Andy Cohen: Why the Live ‘Love Is Blind’ Reunion Was a ‘Very Bad Idea’

Andy Cohen: Why the Live ‘Love Is Blind’ Reunion Was a ‘Very Bad Idea’

Advice from the expert. Andy Cohen used his hosting experience at Bravo to weigh in on what went wrong with Netflix’s first live Love Is Blind reunion special.

“Live reunions are a very bad idea,” the executive producer, 44, said on the Monday, April 17, episode of his radio show, SiriusXM’s Andy Cohen Live, referring to the planned season 4 reunion for Love Is Blind. “There is a reason we don’t do reunions live.”

Netflix made headlines on Sunday, April 16, after users couldn’t watch the season 4 special at its advertised time. The episode, which was set to premiere at 8 p.m.

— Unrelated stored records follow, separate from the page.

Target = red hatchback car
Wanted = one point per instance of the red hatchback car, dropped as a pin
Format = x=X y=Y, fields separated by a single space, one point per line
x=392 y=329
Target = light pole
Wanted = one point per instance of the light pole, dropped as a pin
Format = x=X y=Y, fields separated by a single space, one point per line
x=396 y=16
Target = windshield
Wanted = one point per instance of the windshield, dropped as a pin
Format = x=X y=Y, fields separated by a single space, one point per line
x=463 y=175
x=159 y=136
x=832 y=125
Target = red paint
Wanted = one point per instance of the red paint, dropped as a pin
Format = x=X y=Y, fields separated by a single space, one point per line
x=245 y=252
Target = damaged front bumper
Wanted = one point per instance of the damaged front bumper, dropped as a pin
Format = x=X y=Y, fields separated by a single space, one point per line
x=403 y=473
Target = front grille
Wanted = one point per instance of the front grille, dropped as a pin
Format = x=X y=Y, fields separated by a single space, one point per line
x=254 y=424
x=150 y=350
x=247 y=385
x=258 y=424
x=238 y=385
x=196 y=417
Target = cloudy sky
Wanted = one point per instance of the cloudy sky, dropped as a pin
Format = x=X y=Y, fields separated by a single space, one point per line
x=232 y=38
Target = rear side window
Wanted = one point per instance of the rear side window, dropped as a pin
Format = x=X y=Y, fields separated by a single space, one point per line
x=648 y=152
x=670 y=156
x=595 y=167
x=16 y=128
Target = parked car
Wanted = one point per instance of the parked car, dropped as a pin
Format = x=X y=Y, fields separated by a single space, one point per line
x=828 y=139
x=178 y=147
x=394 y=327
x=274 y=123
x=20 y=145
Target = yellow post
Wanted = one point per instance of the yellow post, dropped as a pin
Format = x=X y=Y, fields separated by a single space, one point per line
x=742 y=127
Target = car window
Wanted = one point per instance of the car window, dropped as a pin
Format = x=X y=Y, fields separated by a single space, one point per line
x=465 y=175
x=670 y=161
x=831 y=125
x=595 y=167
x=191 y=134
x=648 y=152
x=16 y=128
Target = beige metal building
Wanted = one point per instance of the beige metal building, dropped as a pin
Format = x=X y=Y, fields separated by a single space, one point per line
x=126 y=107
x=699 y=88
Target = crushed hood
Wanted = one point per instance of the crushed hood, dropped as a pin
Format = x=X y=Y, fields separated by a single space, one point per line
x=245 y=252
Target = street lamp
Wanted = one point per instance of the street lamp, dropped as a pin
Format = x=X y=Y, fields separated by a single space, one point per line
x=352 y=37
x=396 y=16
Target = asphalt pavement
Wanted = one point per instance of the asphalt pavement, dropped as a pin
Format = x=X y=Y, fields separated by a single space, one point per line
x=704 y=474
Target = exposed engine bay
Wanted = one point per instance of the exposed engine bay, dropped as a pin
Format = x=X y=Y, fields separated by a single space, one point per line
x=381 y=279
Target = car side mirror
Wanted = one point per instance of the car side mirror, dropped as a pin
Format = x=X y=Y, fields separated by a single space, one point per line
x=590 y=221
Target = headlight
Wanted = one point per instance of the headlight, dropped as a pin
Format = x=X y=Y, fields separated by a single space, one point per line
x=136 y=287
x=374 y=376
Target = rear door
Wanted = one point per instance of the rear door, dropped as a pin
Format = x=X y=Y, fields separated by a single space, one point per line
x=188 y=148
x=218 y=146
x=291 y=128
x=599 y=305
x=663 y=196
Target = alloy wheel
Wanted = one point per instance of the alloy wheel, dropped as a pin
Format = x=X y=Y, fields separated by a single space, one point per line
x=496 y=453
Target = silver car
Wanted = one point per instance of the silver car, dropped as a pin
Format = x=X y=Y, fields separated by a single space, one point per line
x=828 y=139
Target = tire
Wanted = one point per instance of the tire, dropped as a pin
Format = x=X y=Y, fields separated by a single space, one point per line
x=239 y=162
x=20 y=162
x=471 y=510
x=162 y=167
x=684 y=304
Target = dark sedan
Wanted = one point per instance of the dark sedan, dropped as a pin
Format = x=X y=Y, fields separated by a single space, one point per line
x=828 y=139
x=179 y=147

ET, was ultimately filmed for a live audience and uploaded the following day.

“To everyone who stayed up late, woke up early, gave up their Sunday afternoon … we are incredibly sorry that the Love is Blind Live Reunion did not turn out as we had planned,” the company tweeted about the technical difficulties. “We’re filming it now and we’ll have it on Netflix as soon as humanly possible. Again, thank you and sorry.”

Cohen, for his part, explained why the Love Is Blind live reunion was doomed from the start.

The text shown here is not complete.